Here, let me add a personal word: I oppose a return to the JCPOA—it’s deeply flawed—and I especially oppose the sweetened terms the United States has since offered to entice Iran to accept a watered-down version. I believe whatever nonproliferation benefits there may be to the deal are far outweighed by the huge advantages Iran would reap, from legitimizing its flagrantly illegal nuclear progress to receiving substantial financial rewards that would fuel subversion and terrorism throughout the Middle East. In my view, we are already in the post-JCPOA world. Now, our focus should be to coordinate with our European and Middle East allies on strategies to deter Iran from further nuclear advancement.

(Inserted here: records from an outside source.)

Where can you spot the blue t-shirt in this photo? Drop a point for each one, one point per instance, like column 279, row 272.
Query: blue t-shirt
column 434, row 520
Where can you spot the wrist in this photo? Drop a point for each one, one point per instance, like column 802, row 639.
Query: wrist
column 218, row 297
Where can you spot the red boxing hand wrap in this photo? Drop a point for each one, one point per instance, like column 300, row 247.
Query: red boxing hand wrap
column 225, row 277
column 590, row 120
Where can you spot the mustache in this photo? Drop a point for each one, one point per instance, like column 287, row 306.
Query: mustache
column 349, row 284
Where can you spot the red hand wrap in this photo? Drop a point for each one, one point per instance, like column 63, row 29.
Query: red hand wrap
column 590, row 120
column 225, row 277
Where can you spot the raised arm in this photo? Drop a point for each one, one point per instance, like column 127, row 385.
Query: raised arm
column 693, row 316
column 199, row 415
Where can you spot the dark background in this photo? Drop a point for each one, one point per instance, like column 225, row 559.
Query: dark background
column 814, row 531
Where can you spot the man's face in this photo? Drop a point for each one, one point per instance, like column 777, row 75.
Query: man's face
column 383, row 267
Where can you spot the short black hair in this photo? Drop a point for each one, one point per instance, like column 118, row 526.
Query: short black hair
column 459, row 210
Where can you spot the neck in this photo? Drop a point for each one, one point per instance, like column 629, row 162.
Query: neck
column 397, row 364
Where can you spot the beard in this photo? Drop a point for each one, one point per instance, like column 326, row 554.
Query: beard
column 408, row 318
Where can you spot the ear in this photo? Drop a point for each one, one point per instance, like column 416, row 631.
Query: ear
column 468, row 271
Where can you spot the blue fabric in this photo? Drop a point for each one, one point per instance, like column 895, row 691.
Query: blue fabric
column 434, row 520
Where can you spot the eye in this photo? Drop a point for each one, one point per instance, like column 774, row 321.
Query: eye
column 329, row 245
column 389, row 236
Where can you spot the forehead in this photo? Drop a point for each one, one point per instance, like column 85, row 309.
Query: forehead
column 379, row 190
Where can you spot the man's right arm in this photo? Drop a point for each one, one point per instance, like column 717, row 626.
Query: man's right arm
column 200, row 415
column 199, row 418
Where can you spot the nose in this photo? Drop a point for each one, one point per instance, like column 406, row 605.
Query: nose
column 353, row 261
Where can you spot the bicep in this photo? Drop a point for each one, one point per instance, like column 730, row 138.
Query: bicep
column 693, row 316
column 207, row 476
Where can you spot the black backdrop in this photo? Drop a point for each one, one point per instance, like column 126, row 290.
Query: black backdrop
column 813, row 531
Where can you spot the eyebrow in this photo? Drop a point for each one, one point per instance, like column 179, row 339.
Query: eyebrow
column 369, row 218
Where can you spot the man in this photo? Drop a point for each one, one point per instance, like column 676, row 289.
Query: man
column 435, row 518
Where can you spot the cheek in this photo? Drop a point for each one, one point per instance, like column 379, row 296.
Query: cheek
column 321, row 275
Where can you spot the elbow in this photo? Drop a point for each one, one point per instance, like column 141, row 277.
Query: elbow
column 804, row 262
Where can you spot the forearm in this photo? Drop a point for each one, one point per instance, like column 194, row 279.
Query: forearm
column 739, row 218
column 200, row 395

But the Biden administration is taking a different view—it believes a new nuclear deal is worth the cost. In fact, it argues that a new nuclear deal is the only way to stop Iran’s runaway nuclear progress. But it isn’t doing much to compel Iran to accept a new deal.
Here’s a suggestion. If the Biden administration wants to avoid the pain of tightening sanctions or the fear of military action, there is a third way to raise the cost to Iran of refusing to accept a nuclear deal: threaten to revoke the fundamental concession at the heart of the original JCPOA. That is the recognition of Iran’s “right to enrich.”
More than anything else, Iran’s greatest achievement in the original JCPOA was gaining international legitimacy for its demand to a right to enrich. This same claim Washington has insisted other countries, like the United Arab Emirates, had to give up if they wanted nuclear cooperation with the United States.
If the Biden administration really wanted to threaten Iran, it would put the “right to enrich” back on the bargaining table. The most effective way to do this would be to secure a commitment from a separate JCPOA signatory—most likely Britain—that it would trigger the agreement’s “snap back” mechanism by a date certain, effectively blowing up what remains of the JCPOA if Iran does not agree to return to the deal.
Again, I never liked the original JCPOA, and I certainly don’t like the diluted version that the Biden administration is offering Iran now. But I like American passivity even less. If Washington truly believes that a new nuclear deal is the most effective way to stop Iran’s runaway nuclear program, it’s not good enough just to wait for Iran to accept a deal whose value shrinks with every day that it sits on the bargaining table. We must act, and now.